Khmer nationalism (or Cambodian nationalism) is a form of nationalism found in Cambodia, which asserts that Khmers (Cambodians) are a nation and that promotes the cultural unity of the Khmer (Cambodian) race.

"Young Monks" Movement
Another division in the Cambodian sangha can be seen in what has been called the "young monks" movement, a small group of politically active monks (primarily Maha Nikaya) voicing public opposition to the current government. The "young monks" are primarily junior members of the clergy, drawn from temples in and around Phnom Penh.  Unlike the Engaged modernists, their interest is not in using the authority of the sangha to aide social development programs, but rather to express direct opposition to government policies and corruption.  Since the 1993 UN-monitored elections, monks have been permitted to vote in Cambodia (a move opposed by some senior monks).  While this has not resulted in any large-scale mobilization of the sangha as a political force, it has drawn some young monks farther into participation in parliamentary politics.  Many of these young monks are associated with opposition figure Sam Rainsy and his political party, the SRP.

Members of the young monks movement have participated in and organized public demonstrations in Phnom Penh, aimed at drawing attention to perceived government misdeeds.  The Maha Nikaya hierarchy has condemned this form of political activism, calling for the arrest of some monks and defrocking others.

Emergence of Khmer nationalism
Unlike in Vietnam, Cambodian nationalism remained relatively quiet during much of French rule mostly due to lesser education influence, which helped literacy rates remain low and prevented nationalist movements like those taking place in Vietnam. However, among the French-educated Cambodian elite, the Western ideas of democracy and self-rule as well as French restoration of monuments such as Angkor Wat created a sense of pride and awareness of Cambodia's once powerful status in the past. In education, there was also growing resentment among Cambodian students of the minority Vietnamese holding a more favored status. In 1936, Son Ngoc Than and Pach Choeun began publishing Nagaravatta (Notre cité) as a French language anti-colonial and at times, anti-Vietnamese newspaper. Minor independence movements, especially the Khmer Issarak, began to develop in 1940 among Cambodians in Thailand, who feared that their actions would have led to punishment if they had operated in their homeland.

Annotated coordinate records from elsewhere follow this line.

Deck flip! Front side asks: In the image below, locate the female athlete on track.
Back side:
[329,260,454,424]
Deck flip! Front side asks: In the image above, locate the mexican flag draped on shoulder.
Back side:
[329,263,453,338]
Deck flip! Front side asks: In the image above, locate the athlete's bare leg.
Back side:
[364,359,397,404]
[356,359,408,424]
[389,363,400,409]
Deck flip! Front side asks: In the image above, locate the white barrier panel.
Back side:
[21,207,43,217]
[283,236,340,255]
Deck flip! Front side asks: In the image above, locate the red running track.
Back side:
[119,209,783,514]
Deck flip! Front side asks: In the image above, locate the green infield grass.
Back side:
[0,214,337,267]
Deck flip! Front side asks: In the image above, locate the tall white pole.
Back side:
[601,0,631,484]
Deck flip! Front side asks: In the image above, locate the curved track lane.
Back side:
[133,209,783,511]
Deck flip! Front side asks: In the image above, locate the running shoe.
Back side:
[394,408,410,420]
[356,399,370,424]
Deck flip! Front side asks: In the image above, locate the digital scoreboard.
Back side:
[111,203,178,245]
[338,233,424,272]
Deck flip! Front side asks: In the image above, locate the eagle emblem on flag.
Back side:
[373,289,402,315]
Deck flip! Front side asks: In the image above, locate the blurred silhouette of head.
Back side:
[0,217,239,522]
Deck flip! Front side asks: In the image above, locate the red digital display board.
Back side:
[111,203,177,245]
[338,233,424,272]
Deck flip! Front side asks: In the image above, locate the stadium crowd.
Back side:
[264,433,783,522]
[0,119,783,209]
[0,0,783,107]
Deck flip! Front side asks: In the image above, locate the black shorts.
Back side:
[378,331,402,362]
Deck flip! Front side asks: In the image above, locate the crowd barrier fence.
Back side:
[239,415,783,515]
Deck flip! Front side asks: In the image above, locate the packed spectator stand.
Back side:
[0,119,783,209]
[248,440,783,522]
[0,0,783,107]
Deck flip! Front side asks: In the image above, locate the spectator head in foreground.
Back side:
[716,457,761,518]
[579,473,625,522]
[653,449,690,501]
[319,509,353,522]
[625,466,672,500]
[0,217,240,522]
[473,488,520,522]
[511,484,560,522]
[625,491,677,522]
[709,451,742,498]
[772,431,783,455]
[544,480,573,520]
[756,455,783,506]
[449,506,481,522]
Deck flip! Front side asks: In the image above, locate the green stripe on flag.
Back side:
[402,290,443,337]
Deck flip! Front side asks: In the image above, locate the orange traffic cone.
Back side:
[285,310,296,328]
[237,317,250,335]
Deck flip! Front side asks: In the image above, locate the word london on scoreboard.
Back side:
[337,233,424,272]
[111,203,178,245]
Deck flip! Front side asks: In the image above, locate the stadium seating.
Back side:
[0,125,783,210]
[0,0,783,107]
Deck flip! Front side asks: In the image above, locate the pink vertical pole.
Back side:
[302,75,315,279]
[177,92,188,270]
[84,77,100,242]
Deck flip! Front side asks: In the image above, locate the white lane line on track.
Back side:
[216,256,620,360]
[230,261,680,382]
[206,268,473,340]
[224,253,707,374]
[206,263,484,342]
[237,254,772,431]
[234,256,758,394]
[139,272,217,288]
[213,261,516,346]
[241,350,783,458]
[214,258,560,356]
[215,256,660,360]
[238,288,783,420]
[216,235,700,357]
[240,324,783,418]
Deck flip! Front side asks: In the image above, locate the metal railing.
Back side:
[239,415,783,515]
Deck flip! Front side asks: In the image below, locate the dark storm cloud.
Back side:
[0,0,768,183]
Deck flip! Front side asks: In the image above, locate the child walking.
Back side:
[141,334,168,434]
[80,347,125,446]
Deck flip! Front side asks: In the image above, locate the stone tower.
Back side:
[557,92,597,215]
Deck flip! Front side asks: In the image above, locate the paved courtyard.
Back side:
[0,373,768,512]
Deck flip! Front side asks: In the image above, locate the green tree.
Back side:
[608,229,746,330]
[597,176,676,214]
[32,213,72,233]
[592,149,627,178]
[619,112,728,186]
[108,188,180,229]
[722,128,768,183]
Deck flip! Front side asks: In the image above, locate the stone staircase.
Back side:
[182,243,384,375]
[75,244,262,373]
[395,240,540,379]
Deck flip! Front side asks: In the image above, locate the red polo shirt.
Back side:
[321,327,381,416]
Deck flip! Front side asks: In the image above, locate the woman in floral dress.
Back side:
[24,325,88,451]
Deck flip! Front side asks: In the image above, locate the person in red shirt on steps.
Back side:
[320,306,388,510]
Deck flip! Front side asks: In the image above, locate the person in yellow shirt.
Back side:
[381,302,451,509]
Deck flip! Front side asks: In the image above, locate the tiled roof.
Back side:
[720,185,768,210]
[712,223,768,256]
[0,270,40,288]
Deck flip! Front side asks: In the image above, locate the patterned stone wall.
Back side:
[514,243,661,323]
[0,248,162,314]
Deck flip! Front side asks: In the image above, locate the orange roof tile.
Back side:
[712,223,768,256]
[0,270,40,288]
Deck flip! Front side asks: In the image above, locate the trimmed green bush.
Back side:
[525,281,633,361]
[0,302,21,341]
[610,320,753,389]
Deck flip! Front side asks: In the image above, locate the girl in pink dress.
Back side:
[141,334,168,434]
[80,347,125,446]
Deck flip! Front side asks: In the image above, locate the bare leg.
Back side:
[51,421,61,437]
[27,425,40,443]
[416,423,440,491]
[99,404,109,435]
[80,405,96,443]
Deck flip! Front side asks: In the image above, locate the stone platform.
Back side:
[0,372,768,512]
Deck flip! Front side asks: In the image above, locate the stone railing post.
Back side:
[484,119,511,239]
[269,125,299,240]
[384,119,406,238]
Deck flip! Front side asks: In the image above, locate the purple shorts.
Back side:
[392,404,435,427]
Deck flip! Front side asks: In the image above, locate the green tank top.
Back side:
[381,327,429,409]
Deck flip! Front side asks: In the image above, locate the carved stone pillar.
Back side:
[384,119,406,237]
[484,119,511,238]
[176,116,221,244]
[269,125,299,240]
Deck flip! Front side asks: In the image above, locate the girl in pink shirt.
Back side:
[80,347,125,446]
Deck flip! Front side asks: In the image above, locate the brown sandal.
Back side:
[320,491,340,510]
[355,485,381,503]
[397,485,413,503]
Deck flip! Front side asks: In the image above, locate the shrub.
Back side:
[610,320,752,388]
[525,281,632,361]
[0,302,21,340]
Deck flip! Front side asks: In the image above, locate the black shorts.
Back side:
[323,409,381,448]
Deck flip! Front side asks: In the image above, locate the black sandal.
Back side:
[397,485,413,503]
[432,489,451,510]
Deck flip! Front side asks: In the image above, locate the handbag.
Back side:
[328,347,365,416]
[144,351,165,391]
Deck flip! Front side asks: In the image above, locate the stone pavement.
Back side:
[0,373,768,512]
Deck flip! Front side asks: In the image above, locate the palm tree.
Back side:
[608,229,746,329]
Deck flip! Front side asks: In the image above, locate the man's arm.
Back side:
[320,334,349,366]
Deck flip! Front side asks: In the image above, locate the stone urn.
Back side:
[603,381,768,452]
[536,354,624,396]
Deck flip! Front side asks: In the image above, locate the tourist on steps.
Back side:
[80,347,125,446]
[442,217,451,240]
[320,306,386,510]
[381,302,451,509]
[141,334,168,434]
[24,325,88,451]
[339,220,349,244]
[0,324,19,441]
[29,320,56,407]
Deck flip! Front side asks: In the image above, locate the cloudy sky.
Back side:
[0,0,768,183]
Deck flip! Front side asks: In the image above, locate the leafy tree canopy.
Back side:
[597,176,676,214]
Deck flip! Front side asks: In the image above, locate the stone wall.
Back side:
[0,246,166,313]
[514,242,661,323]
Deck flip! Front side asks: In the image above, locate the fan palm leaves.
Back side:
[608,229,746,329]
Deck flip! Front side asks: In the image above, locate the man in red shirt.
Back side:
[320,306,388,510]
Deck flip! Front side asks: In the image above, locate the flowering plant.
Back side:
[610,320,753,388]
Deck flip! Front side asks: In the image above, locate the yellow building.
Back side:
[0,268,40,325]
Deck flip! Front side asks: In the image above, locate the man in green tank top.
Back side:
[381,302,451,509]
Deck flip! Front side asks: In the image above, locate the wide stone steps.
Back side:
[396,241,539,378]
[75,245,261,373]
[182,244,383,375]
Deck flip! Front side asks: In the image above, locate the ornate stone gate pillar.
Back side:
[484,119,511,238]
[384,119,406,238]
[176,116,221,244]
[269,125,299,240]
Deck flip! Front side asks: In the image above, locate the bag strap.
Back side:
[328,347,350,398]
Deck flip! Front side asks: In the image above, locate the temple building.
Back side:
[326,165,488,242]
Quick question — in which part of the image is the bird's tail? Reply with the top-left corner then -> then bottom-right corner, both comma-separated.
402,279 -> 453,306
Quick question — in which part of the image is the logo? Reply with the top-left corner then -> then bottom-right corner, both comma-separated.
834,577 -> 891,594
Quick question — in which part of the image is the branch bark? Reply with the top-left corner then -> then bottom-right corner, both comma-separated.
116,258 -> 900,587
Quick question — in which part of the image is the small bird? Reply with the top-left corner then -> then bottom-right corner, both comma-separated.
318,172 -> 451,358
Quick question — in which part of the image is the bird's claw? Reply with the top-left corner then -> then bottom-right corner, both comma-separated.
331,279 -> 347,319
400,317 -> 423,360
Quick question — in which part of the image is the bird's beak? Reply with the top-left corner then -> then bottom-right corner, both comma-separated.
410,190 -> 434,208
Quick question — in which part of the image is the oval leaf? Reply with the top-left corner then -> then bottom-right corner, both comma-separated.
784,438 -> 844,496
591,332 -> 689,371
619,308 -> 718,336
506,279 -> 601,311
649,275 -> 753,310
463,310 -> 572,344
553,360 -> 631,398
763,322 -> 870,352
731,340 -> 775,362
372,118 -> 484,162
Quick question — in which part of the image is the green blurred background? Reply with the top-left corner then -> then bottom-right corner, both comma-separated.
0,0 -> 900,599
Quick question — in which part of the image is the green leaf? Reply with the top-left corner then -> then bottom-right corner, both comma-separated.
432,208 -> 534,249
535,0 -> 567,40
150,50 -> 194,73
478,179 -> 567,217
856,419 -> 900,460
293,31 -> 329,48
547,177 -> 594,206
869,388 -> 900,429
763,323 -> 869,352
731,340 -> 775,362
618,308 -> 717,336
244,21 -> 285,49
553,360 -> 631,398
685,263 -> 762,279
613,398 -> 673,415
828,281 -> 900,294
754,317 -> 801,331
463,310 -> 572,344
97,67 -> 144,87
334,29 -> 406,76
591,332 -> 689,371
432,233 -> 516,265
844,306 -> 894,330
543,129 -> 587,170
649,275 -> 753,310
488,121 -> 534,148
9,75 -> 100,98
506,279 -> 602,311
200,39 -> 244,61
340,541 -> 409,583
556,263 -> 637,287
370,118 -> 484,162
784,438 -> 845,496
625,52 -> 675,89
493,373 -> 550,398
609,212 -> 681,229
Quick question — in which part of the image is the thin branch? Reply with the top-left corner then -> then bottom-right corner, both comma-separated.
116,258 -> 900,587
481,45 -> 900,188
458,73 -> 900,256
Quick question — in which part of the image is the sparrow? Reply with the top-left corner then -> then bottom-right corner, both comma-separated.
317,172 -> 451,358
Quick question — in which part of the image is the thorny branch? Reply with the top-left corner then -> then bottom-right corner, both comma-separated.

Khmer Nationalism and Buddhism

Cambodian Buddhism was instrumental in fomenting Khmer national identity and the independence movement in the 20th century, leading to Cambodian independence as a sovereign state.

In their attempt to separate the Khmer people from their cultural allegiance to the neighboring Theravada kingdom of Siam, the French "protectors" nurtured a sense of Khmer identity by emphasizing Khmer-language studies and Khmer Buddhist studies. They established Pali schools within Cambodia to keep the Cambodian monks from travelling to Siam for higher education. These Khmer-language study centres became the birthplace of Cambodian nationalism.

Khmer Rouge 

 

In 1975 when the Khmer Rouge took control of Cambodia, they tried to completely destroy Buddhism and they very nearly succeeded. By the time of the Vietnamese invasion in 1979, nearly every monk and religious scholar had been either murdered or driven into exile, and nearly every Buddhist temple and library had been destroyed.

The Khmer Rouge's policies towards Buddhism – which included the forcible disrobing of monks, the destruction of monasteries, and, ultimately, the execution of uncooperative monks – effectively destroyed Cambodia's Buddhist institutions.  Monks who did not flee and avoided execution lived among the laity, sometimes, they secretly performed Buddhist rituals for the sick or afflicted.

Estimates of the number of monks in Cambodia prior to the ascension of the Khmer Rouge vary, they range from 65,000 to 80,000.  By the time of the Buddhist restoration in the early 1980s, the number of Cambodian monks worldwide was estimated to be less than 3,000.  The patriarchs of both Cambodian nikayas perished sometime during the period 1975–78, though the cause of their deaths is not known.

Due to their association with the Thai monarchy, monks of the Thommayut order may have been particularly targeted for persecution.

New Era of Cambodian Society 

In 2018, Hun Sen and the ruling party of Cambodian People's Party had won all 125 seats in the National Assembly after its election in 2018 Cambodian general election to become the new era of One-party rule of all Cambodia like most of the former French Indochina including Vietnam and Laos with both ruling parties in 1975 starting with Lao People's Revolutionary Party and the Communist Party of Vietnam to maintain peace, security and development. like Cambodia, the CPP has its Khmer nationalism which controlled the entire country and its population with King Norodom Sihamoni in Phnom Penh. In June 2020, The Cambodian People's Party headquarters was officially inaugurated for its entire generation for all Cambodian citizens.